Children who might not love reading traditional books might like to read via an ereader. Parents can use e readers to encourage reading. While the e reader won’t necessarily offer any features that directly aid comprehension, they could make reading more enjoyable for some children. More exposure to books and stories could help children grow their fluency.
For children who struggle with comprehension, though, parents will want to focus on finding books at the right reading level. Parents also may read with children to help guide them and work with them on using context to decipher meaning.
Some children struggle with reading between the lines of stories. To infer meaning requires children to use clues that aren’t often clearly explained or even directly stated. Using an app like Inference Ace can help children work on this skill.
While Inference Ace is available only for Apple devices, Google Play offers options, too. Parents can check out apps like Inference Jones, which is offered for different grade levels (Inference Jones also is available on the App Store).
Readability is a comprehensive reading app that is designed for preschool through fifth grade. Readability offers a lessons-based approach and includes a built-in AI tutor that helps guide lessons.
The app helps children with both fluency and comprehension. Children read stories aloud with Readability; if they stumble, the tutor will correct them and offer help. At the end of each story, the tutor also asks questions to test the child’s comprehension.
However, a child isn’t punished if they miss the answer. Instead, the tutor will show the text from the book that offers clues about the missed question. The tutor will read the passage to the child, and the child will have another chance to answer the question.
Children also can listen to their favorite stories using a feature called Storytime. When a child is reading stories in the app, they also can explore words and their definition. Children can tap a word, and Readability’s tutor will read the definition to them. Each story also has its own list of vocabulary words.
Readability provides parents with their own portal called the Program Dashboard that includes all their child’s reading data.
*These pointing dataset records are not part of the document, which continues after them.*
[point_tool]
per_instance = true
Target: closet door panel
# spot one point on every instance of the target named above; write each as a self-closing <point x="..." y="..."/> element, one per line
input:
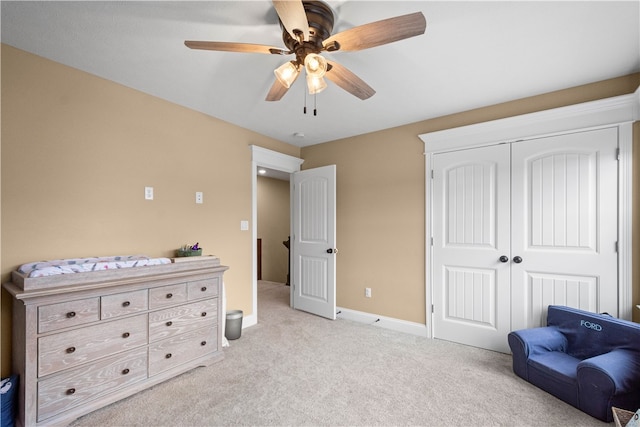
<point x="471" y="233"/>
<point x="564" y="225"/>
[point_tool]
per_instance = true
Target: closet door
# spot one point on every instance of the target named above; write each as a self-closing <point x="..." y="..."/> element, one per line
<point x="471" y="220"/>
<point x="564" y="225"/>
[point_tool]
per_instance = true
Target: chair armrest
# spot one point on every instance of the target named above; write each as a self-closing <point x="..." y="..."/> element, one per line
<point x="617" y="371"/>
<point x="608" y="379"/>
<point x="526" y="342"/>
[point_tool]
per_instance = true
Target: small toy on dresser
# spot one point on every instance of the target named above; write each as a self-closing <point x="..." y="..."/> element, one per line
<point x="189" y="250"/>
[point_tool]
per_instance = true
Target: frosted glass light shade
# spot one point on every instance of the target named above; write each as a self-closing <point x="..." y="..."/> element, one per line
<point x="315" y="84"/>
<point x="287" y="73"/>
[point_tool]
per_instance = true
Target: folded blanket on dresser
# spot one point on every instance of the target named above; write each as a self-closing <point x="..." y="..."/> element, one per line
<point x="79" y="265"/>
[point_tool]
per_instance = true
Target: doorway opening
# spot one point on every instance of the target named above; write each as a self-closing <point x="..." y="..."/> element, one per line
<point x="262" y="157"/>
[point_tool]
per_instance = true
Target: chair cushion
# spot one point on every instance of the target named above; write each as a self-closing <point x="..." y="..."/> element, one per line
<point x="555" y="372"/>
<point x="592" y="334"/>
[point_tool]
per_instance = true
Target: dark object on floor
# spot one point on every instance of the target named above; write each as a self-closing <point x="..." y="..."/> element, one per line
<point x="8" y="388"/>
<point x="233" y="324"/>
<point x="591" y="361"/>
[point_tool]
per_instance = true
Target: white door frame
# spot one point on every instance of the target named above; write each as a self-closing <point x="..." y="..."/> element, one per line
<point x="620" y="112"/>
<point x="273" y="160"/>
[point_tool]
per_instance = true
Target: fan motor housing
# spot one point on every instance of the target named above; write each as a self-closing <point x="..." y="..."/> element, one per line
<point x="320" y="18"/>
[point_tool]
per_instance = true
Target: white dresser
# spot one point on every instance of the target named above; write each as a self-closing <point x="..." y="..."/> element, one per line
<point x="82" y="341"/>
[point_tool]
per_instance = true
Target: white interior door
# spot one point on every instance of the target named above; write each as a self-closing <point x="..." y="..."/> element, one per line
<point x="471" y="216"/>
<point x="564" y="225"/>
<point x="520" y="226"/>
<point x="313" y="241"/>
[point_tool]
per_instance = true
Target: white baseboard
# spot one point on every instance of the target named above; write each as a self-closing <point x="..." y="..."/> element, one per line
<point x="391" y="323"/>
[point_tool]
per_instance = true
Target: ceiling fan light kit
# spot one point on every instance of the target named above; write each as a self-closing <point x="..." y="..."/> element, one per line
<point x="306" y="32"/>
<point x="287" y="73"/>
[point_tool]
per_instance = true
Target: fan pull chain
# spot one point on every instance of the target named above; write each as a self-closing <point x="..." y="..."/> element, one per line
<point x="315" y="97"/>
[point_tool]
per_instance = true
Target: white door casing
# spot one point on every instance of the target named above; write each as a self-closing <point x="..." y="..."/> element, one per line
<point x="313" y="241"/>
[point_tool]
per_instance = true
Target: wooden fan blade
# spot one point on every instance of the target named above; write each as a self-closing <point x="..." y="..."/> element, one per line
<point x="235" y="47"/>
<point x="293" y="17"/>
<point x="277" y="91"/>
<point x="379" y="32"/>
<point x="349" y="81"/>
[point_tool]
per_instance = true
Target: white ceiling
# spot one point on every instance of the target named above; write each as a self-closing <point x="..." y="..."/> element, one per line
<point x="473" y="54"/>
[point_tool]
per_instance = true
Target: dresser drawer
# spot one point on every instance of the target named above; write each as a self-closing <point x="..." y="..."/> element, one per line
<point x="57" y="316"/>
<point x="206" y="288"/>
<point x="184" y="318"/>
<point x="72" y="348"/>
<point x="123" y="304"/>
<point x="167" y="295"/>
<point x="180" y="349"/>
<point x="74" y="387"/>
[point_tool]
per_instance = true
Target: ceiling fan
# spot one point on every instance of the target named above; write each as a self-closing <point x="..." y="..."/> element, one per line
<point x="307" y="27"/>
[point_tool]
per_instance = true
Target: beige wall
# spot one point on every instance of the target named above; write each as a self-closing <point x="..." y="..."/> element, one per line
<point x="273" y="227"/>
<point x="77" y="152"/>
<point x="381" y="202"/>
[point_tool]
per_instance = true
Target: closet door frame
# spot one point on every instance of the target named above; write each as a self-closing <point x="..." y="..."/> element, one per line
<point x="619" y="112"/>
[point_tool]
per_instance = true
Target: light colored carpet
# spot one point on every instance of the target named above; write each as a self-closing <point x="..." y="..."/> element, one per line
<point x="294" y="368"/>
Parents can review their child’s reading level, fluency, comprehension and even see their reading level and how many books their child has read.
Readability requires a monthly subscription ($19.99 per month), but one account can be used for up to three different readers. In addition, Readability offers a free seven-day trial for parents and their young readers to explore the program.
Tips for Finding the Best App for Children
Parents searching for comprehension apps on the App Store or on Google Play might be inundated with options. Since many of these apps are free, parents can download them and let children explore the content.
Reading the reviews might help parents better understand if the app is a good fit for their child or if it has benefited other users. Newer apps might not have many ratings, but those with lower ratings might need closer inspection. If apps are free, parents might just decide to try a few options to see if they are a good fit for their child.
Parents also could focus on keywords when looking for the best comprehension apps. Try searching for “comprehension third grade” or add in a particular comprehension focus like “reading comprehension inference.” Nuanced search terms can help parents zero in on the apps that might be most beneficial for their child.
If parents are interested in subscription-based reading apps for their child, they can consider signing up for free trial periods to explore the program before committing to a paid subscription. No matter what games and apps parents use when homeschooling, these resources can be a fun way to complement the homeschool reading journey.